POWER OF LOVE

1998

24th Bienal de Sao Paulo

Complete installation 22 W x 20 D x 10 H ft, mixed media (backlit digital Panaflex panels in lightboxes, polychrome plexiglas lit “disco” floor, bulbs, electronic controller, painted MDF bench)

Backlit Panaflex lightbox A (left) (8 x 6.5 ft)

Backlit Panaflex lightbox B (right) (8 x 6.5 ft)

Backlit Panaflex lightbox C (center) (6.5 x 4 ft)

Heart-shaped MDF bench (4 x 4 ft)

Floor 22 x 20 ft

 

 

 

 

Power of Love was conceived for and exhibited at the 24th Bienal de São Paulo, whose animating concept was the Manifesto Antropófago (Cannibal Manifesto) of 1928, written by the Brazilian poet Oswald de Andrade.

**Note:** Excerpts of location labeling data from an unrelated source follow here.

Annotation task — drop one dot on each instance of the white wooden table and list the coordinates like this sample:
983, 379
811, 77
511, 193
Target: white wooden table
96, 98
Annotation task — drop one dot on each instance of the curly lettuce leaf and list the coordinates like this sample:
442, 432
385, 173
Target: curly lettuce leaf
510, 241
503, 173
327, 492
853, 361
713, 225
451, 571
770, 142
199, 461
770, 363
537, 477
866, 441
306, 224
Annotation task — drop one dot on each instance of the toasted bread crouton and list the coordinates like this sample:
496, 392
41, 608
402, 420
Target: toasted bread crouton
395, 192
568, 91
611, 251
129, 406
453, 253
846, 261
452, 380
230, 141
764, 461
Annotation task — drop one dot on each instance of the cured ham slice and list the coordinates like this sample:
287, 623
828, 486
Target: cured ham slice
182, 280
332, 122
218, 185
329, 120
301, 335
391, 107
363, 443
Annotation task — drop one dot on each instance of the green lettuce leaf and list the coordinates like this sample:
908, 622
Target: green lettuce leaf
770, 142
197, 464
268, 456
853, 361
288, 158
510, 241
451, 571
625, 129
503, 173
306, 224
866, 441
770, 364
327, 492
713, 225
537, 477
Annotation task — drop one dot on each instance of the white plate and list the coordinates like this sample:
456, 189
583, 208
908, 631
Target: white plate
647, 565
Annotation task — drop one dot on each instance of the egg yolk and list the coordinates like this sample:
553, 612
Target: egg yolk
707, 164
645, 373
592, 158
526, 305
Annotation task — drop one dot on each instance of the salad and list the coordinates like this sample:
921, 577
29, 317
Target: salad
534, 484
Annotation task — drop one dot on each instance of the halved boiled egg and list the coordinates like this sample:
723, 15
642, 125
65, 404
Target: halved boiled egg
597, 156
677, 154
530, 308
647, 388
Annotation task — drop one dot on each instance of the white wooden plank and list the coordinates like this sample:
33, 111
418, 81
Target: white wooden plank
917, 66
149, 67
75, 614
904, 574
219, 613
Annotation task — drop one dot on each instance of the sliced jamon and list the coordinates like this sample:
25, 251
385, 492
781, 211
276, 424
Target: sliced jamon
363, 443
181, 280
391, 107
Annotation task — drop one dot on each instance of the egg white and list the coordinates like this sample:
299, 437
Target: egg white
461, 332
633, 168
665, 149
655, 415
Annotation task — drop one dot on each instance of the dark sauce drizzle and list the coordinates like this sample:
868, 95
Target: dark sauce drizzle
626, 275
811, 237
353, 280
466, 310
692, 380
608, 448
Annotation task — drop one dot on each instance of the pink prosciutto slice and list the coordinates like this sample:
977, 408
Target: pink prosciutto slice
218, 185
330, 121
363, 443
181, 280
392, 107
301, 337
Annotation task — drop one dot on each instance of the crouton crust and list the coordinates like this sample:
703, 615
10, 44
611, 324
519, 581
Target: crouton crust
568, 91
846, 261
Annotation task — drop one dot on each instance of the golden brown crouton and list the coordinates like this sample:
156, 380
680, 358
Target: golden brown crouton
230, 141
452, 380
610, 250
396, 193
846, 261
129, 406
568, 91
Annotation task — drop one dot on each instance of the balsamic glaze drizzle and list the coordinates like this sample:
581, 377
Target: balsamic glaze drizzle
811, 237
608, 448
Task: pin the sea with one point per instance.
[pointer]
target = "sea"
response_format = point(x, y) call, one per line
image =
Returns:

One of the earliest and most inspired postcolonial texts, the Manifesto Antropófago advanced the idea of Brazil consuming dominant European cultural forms in order to forge a new reality.

Cultural expression today continues to remain shackled by Western dominance that the Manifesto Antropófago had identified decades ago. In addition, postcolonial nation-states enact official homogeneous educational and cultural projects in order to mold their citizens. On the other hand, the flourishing of media has resulted in a split public-sphere, in which people are not passive recipients of imported and top-down practices, but are incestuously involved in carnivalesque power play, in which westernization, state ideologies, and popular forms are mutually and often theatrically intermingled in new arenas of “cannibalist” consumption.

Power of Love explores informal lifeworlds of the Global South that are suffused with popular media and aesthetics. It invites the vewer to contemplate a large-scale and immersive installation. One enters a sensory field of pulsing geometric color fields on the disco floor and cinema and popular figures and icons on the surrounding sides, in which intimacty and violence jostle with each other. The images are drawn from popular greeting cards, calendar images with associated “wise” aphorisms, and Pushto language cinema that foregrounds violence and soft-porn. They are placed within the diagrammatic structure of board games, the song-and-dance sets, and the architectonics of TV game shows of South Asia’s media-saturated landscape.